Features Live Action Movies

Jurassic Park ///

Director – Joe Johnston – 2001 – US – PG – 92m


Joe Johnston directs Jurassic Park ///, the third instalment of Steven Spielberg’s Jurassic Park franchise – out in UK cinemas from Friday, July 20th 2001

This redresses two minor omissions in Steven Spielberg’s first Jurassic Park (1993): JP///’s dinosaurs include some that interact with water (Michael Crichton’s original book contained a T.Rex swimming after its human prey, but the film didn’t) and some that fly (pteranodons). A rival giant dinosaur (here, a spinosaurus) at last fights the star predator (the T.Rex), a device used by dinosaur movies from The Lost World (Harry O. Hoyt; effects: Willis O’Brien, 1925) and King Kong (Merian C. Cooper, Ernest B. Shoedsack, effects: Willis O’Brien, 1933) through Disney’s Fantasia (Rite Of Spring segment, Bill Roberts, Paul Satterfield, 1940) to One Million Years BC (Don Chaffey; effects: Ray Harryhausen, 1966).

Gone is all the chaos theory talk and cuddly Sir Richard Attenborough. The proceedings have now been pared down to people trapped on a deserted isle – with no obvious means of escape – and dinosaurs. Guess what – this time those dastardly corporate folks at InGen have populated a third island (Isla Sorna) with dinosaurs then abandoned it. On this basis, with a new island per film and some subtle variations, the series could run and run. That’s fine by me.

Leaving aside Dern, who reprises her role from the original without getting anywhere near the island, the only surviving cast member from the first two films is palaeontologist Neill. Unless you include dinosaurs (surely the real stars) such as the T.Rex, the velociraptors and assorted herbivore herd extras.

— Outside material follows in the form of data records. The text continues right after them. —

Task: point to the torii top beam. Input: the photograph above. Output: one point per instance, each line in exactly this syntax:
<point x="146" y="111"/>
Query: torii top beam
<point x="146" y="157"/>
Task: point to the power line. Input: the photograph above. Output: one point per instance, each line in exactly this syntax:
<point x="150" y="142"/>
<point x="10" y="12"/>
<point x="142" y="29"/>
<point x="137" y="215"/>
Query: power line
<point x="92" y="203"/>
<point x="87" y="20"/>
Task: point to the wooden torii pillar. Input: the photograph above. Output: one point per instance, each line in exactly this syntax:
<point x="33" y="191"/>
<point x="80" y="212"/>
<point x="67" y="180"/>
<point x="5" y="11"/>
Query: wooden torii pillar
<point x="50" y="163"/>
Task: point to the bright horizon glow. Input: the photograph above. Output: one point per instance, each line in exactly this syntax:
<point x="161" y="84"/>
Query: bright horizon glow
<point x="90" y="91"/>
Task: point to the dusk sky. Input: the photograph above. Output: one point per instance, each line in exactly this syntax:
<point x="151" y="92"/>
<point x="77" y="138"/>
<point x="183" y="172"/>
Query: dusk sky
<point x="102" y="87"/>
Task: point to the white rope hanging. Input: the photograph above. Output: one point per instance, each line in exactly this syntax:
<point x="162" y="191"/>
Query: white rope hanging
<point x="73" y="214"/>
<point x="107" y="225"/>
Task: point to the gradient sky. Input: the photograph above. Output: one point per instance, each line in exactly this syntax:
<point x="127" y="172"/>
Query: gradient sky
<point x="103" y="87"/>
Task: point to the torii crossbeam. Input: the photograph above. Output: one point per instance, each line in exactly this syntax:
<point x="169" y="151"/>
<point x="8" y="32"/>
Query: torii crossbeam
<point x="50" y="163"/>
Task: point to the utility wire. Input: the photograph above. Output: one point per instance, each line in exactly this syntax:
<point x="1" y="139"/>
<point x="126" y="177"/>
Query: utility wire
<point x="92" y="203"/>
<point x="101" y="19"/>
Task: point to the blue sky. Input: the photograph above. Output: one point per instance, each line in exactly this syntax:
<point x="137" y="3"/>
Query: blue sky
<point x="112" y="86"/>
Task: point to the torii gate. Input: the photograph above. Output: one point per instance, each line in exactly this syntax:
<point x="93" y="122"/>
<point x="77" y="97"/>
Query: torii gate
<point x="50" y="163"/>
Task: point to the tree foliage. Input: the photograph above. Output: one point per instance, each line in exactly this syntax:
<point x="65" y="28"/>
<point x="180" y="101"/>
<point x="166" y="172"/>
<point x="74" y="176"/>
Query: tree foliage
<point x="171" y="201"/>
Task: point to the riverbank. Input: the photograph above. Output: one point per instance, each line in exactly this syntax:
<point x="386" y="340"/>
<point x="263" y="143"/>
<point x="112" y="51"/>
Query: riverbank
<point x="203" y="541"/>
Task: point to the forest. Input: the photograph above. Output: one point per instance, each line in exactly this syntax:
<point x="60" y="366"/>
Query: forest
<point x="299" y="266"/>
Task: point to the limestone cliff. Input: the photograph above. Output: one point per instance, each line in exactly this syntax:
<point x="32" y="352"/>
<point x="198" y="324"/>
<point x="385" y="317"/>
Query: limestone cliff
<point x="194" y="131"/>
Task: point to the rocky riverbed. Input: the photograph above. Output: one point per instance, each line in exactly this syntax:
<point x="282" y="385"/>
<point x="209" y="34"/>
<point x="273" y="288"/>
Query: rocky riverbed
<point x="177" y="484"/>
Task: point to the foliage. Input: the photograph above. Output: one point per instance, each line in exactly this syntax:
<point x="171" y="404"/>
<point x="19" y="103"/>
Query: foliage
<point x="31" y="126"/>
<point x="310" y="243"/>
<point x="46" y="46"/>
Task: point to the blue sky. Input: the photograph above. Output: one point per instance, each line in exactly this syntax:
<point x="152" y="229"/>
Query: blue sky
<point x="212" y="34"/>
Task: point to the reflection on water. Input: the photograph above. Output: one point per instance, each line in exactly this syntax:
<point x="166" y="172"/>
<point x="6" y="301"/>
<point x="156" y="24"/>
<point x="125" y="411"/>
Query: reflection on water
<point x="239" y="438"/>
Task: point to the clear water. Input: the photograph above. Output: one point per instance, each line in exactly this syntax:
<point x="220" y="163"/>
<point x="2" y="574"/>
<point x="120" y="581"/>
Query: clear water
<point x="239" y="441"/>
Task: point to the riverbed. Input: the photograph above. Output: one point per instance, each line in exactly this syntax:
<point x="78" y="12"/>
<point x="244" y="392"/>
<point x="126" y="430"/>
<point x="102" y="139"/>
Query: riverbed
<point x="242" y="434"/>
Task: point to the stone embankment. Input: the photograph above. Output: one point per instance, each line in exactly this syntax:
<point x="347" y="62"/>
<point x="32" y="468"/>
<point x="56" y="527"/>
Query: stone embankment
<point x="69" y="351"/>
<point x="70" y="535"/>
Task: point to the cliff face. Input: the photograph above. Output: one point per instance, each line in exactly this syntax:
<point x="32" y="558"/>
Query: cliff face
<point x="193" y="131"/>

The raptors are impressively redesigned (head feathers) but rather less impressively talk to each other (they were terrifyingly smart learners in the original, so why bother?) and at one point even fail to eat our human heroes alive. Their finest moment here has them leaping viciously upward to snap at the camera (as Leoni dangles from a tree branch) – something we saw in the first film, where it seemed to last longer and work more effectively.

If the spinosaurus with crocodile jaws and dorsal fin is memorable enough, the real coups de grâce are the pteranodons – the best you’ve ever seen, even surpassing the one in When Dinosaurs Ruled The Earth (Val Guest; effects: Jim Danforth, 1970). They first appear on a fog-shrouded catwalk and dominate the final half hour.

As well as Dern, the human cast includes Sam Neill, Alessandro Nivola, William H. Macy, Téa Leoni and Trevor Morgan, all delivering solid performances, and there are no irritating small children (just tough, jungle‑smart teenager Morgan). Yet, the journey of the characters lacks the emotional resonance of those in Spielberg’s original. Better than the lacklustre sequel, it’s not quite as creepy as recent, straight to DVD masterpiece Komodo (Michael Lantieri, 1999).

Nevertheless, director Johnston (October Sky, 1999) clearly loves his dinosaurs: any fellow admirer is likely to have a good time.